Anthony Roberts Idea to Use Superannuation for New Home Buyers is Not So Super.

The idea by Anthony Roberts – State Member for Lane Cove saying that he wants first home owners to be able to access their superannuation to purchase their first homes (North Shore Times – Thursday 23rd February) is yet another example of the Liberals undermining the superannuation system in Australia. Once again they are not tackling the real problems contribution to making housing unaffordable for many Australians. 

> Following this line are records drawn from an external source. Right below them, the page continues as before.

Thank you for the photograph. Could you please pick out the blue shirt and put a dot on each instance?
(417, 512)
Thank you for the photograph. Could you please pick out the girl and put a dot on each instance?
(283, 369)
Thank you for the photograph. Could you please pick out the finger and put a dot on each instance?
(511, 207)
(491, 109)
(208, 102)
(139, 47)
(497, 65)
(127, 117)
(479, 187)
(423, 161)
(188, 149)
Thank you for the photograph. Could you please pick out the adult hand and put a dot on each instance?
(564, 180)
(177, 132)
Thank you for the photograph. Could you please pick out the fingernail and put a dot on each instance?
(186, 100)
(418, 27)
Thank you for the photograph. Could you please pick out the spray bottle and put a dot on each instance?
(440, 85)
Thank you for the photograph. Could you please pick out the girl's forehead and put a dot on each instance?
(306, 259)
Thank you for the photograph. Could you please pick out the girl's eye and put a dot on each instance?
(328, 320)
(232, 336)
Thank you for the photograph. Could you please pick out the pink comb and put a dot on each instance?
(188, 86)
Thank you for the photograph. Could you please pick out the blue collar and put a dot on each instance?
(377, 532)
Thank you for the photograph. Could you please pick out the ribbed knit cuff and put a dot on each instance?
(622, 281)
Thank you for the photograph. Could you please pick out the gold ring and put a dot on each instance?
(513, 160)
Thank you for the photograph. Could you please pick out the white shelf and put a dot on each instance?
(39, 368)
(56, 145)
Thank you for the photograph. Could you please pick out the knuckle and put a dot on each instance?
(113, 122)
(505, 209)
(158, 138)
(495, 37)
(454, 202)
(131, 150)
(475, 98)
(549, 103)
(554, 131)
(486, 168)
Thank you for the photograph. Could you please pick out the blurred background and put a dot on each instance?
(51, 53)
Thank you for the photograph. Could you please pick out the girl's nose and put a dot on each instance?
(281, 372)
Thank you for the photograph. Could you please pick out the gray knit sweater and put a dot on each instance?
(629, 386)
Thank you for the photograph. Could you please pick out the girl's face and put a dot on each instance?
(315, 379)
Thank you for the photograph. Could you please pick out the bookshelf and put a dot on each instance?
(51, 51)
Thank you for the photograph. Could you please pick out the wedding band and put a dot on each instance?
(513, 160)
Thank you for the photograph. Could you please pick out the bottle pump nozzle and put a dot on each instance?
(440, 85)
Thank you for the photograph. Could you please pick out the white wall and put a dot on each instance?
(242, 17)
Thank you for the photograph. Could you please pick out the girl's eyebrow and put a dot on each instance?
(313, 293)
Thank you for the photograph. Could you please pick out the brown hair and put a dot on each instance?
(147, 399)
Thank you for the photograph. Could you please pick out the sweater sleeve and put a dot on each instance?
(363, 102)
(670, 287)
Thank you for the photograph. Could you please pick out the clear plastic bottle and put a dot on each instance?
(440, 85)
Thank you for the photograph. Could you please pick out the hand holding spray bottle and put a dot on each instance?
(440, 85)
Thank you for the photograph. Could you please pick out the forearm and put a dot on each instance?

The superannuation system is designed to help Australian’s prepare for retirement. Today’s first home buyers will have fewer Australian’s in the workforce compared to non-working senior Australians when they retire. Thus, superannuation is a critical savings vehicle to help prepare Australians for retirement. The Liberals have already reduced millions of working Australians superannuation balances by deferring the superannuation guarantee increase to 12% to the year 2025/2025 – seven years later than Labor’s original schedule.

Here is why Anthony Roberts should not dip into the future retirement savings of first home buyers. There are many other policies that the Liberals can use to help young people buy their first home.

1)      Reforms to negative gearing will help making housing more affordable:

The elephant in the room that the Liberals ignore is the need to reform negative gearing on investment properties.

An individual investor who earns an income of $120,000 per annum who buys an investment property today valued at $700,000 will receive a tax refund of $12,685. It will cost that investor $21/week to own that investment property after rent, expenses and tax benefits.[1]

If that same $700,000 property was purchased by a first home buyer who paid a 10% deposit, the weekly home loan principle and interest repayments would be $1,050 (Or $810 based on an interest only loan).[2]

This is the number one reason why the property market and tax policy is working against new first home buyers. Not reforming negative gearing rules in Australia is akin to washing your dirty car by only cleaning the windscreen.

Labor’s proposed reform to negative gearing would incentivise investors to focus on building new housing, whilst reducing the competition from investors for first home buyers when buying an already establishing housing. 

2)      Deferring or reducing stamp duty for first home buyers will help housing affordability:

The stamp duty on a new home of $700,000 is around $27,000. Stamp duty concessions do help to make first homes more affordable for first home buyers. At the moment stamp duty concessions only apply on brand new properties in NSW up to the value of $650,000.[3]

Labor proposed a stamp duty deferral scheme during the 2015 State Election. Under this scheme it would allow first home buyers to defer up-front stamp duty costs, instead paying stamp duty costs in affordable monthly instalments over five years.

3)      Bring back First Home Saver Accounts:

The Liberals canned the First Home Saver Accounts (FHSA) in 2015. Under this scheme introduced by Labor, young people could open an FHSA and earn a 17% contribution on savings up to $5,000 - $6,000 each year.

How did the Liberals think that canning a policy to help young Australian save for a deposit would help them buy a first home?

Before Anthony Roberts destroys the future retirement savings of millions of young Australians, he would be well placed to encourage his State and Federal colleagues to look at some of the above sensible policies that would help young Australian buy their first home.

[1] Based on a $700,000 investment property in NSW. Salary = $120,000, 10% deposit of $70,000, rental income = $620/week, interest only loan at 5.50%, rental expenses = $8,727, building depreciation and fixtures and fitting depreciation claimed,

[2] Based on a $700,000 home purchase. 10% deposit of $70,000. Principle and interest and interest only repayments calculated at a 5.50% interest rate.